The project is necessary to meet a milestone with the state to have all spent nuclear fuel transferred from wet to dry storage by 2023. The material will ultimately be moved to an off-site repository.
Spent fuel from Experimental Breeder Reactor Two (EBR II) is currently stored in the Chemical Processing Plant-666 (CPP) basin at the Idaho Nuclear Technology and Engineering Center. The cleanup plan calls for that fuel to be retrieved, transferred to a shipping cask, loaded onto a tractor trailer, and moved across the INL site to the Radioactive Scrap and Waste Facility at the Materials and Fuel Complex. From there it will be moved over below-ground steel fuel storage liners and lowered into place.

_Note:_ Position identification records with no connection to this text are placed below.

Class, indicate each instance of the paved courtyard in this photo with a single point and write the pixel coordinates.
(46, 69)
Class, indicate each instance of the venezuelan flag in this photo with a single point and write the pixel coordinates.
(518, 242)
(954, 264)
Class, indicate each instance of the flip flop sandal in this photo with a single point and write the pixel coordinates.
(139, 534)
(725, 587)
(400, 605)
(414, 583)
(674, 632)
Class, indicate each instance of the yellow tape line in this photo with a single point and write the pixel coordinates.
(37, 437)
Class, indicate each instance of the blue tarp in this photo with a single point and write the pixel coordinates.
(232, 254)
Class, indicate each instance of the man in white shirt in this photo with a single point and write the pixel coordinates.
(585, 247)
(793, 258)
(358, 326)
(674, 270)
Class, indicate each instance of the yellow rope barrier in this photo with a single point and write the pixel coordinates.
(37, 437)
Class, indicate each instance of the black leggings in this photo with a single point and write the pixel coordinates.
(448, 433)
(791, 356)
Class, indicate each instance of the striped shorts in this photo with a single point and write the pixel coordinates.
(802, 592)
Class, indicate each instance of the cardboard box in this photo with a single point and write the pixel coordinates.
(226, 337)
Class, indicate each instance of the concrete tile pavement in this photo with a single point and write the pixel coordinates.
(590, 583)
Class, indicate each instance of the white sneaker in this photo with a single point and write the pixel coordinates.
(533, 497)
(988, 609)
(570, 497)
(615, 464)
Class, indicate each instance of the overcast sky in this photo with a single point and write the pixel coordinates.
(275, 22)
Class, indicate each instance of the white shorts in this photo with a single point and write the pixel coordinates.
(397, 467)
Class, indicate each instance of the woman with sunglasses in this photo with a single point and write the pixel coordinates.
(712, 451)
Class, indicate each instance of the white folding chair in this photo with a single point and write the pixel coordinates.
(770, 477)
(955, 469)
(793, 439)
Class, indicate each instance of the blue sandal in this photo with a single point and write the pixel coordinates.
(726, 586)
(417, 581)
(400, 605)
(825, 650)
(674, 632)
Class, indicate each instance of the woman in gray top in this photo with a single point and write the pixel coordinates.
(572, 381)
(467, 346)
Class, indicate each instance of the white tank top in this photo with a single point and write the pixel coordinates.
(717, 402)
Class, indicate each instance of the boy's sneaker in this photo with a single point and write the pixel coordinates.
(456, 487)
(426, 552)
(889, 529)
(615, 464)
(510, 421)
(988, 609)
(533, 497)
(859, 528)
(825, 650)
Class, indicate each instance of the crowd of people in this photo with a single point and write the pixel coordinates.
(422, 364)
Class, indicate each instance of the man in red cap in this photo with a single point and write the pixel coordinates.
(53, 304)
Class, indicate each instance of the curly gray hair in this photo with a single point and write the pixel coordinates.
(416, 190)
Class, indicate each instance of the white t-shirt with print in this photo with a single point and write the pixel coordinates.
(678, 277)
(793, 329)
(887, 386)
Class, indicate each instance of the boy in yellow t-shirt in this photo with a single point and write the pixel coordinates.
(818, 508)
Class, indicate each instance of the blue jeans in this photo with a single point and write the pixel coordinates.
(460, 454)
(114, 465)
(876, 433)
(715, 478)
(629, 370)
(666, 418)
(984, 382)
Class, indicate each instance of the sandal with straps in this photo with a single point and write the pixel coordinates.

EBR II operated from 1964 until 1994, generating power and conducting power reactor research. Spent fuel from EBR II was transferred to the CPP-666 basin between 1986 to 1999.
As part of its preparation, cleanup crews built a mock-up of the spent fuel line to practice the procedure, using a mobile crane and forklift, even simulating an emergency drill.
Earlier this year, the last of the US Navy's spent nuclear fuel was transferred from the CPP-666 basin to the Naval Reactors Facility for dry storage. The basin is now nearly 94% empty, according to Fluor Idaho officials.